The opening moments in a film about whales in captivity feature a Florida 911 call placed Feb. 24, 2010, regarding a native of Northwest Indiana.
"We need S.O. (Orange County Sheriff's Office) to respond for a dead person at SeaWorld. A whale has eaten one of the trainers."
The trainer was Cedar Lake native and 1987 Andrean High School graduate Dawn Brancheau (maiden name Lo Verde).
An investigation later determined the whale did not eat Brancheau, but the animal did pull her under water and inflict injuries that killed her.
Her death is featured prominently in the documentary "Blackfish," which aired Thursday on CNN and will air again at 8 p.m. local time Sunday.
The movie also looks at the history of Tilikum, the 12,000-pound bull orca that killed Brancheau and was involved in the deaths of two other humans.
Filmmaker Gabriela Cowperthwaite interviews former marine trainers, splicing in footage of whale shows, court testimony and comments from animal experts.
In the last 10 minutes of the film, the cameras visit the annual Dream Big Walk, a local event Brancheau's family started in her memory.
Brancheau's sister Diane Gross, who lives in Northwest Indiana, is interviewed on camera and says of her sister, "She fulfilled her life."

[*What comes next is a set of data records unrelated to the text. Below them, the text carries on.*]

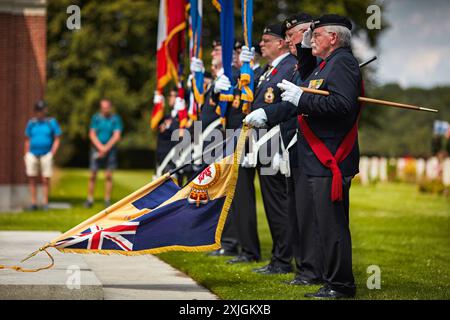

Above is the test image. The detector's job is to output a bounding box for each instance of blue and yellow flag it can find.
[189,0,204,108]
[239,0,254,114]
[43,127,247,255]
[213,0,235,125]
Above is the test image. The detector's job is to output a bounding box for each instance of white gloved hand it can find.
[271,152,282,171]
[239,46,255,63]
[277,80,303,106]
[241,155,254,168]
[173,97,186,112]
[302,27,312,49]
[214,74,231,93]
[153,91,164,104]
[190,57,205,72]
[244,108,267,128]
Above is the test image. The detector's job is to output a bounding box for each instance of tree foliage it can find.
[46,0,386,163]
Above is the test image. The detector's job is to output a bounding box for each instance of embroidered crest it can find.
[232,94,241,108]
[308,79,323,89]
[188,163,220,207]
[264,87,275,103]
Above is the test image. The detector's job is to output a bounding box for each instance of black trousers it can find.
[295,170,356,294]
[221,201,239,254]
[234,167,292,266]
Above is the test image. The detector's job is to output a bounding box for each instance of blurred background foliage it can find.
[46,0,450,167]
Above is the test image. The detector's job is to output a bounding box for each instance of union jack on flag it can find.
[55,222,139,251]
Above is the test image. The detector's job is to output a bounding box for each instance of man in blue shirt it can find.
[85,99,123,208]
[24,100,61,210]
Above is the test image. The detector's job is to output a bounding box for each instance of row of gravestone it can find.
[359,156,450,186]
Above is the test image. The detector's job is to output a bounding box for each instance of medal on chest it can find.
[264,87,275,103]
[187,163,220,207]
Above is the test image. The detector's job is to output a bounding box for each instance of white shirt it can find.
[270,52,290,68]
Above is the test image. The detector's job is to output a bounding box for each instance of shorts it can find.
[24,152,53,178]
[89,147,117,171]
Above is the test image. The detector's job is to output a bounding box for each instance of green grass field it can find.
[0,169,450,300]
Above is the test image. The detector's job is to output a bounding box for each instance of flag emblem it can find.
[187,163,220,207]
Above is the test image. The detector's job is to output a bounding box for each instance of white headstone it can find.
[359,157,369,185]
[416,158,426,181]
[425,157,439,180]
[379,158,388,182]
[369,157,379,181]
[442,158,450,187]
[397,158,406,180]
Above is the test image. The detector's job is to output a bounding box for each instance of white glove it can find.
[239,46,255,63]
[153,91,164,104]
[190,57,205,72]
[214,74,231,93]
[241,155,254,168]
[173,97,186,112]
[277,80,303,106]
[271,152,282,171]
[244,108,267,128]
[302,27,312,48]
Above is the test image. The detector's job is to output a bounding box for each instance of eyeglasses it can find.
[311,31,334,39]
[284,28,308,40]
[261,38,281,43]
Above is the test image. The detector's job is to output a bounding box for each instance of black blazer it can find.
[265,48,362,177]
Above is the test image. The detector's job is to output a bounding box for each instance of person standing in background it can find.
[24,100,61,211]
[85,99,123,208]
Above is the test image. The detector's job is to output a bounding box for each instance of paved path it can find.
[0,231,217,300]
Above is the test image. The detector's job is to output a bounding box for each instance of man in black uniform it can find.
[229,24,296,274]
[270,13,317,285]
[246,14,363,298]
[191,40,244,256]
[156,88,180,173]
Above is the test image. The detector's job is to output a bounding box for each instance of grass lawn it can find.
[0,169,450,300]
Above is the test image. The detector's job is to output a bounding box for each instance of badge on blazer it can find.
[232,94,241,108]
[308,79,323,89]
[264,87,275,103]
[187,163,220,207]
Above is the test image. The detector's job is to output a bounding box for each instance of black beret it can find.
[213,39,222,48]
[284,12,313,30]
[34,100,47,111]
[234,40,244,50]
[311,14,352,30]
[253,43,262,55]
[263,23,284,39]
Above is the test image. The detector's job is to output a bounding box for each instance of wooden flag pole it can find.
[300,87,438,113]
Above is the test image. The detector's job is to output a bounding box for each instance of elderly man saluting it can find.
[245,14,363,298]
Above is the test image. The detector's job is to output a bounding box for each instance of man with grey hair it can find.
[245,14,363,298]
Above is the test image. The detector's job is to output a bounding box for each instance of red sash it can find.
[298,84,364,202]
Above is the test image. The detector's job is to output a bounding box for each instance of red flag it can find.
[150,90,164,130]
[150,0,186,130]
[156,0,186,90]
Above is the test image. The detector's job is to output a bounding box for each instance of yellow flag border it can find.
[53,124,248,256]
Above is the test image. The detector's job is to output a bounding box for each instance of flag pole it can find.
[300,87,438,113]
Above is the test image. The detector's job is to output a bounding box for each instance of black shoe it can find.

In a written response to the film when it was released in theaters during the summer, SeaWorld officials said, "Tilikum did not attack Dawn. All evidence indicates that Tilikum became interested in the novelty of Dawn's ponytail in his environment and, as a result, he grabbed it and pulled her into the water."
The company also called the film "shamefully dishonest, deliberately misleading and scientifically inaccurate."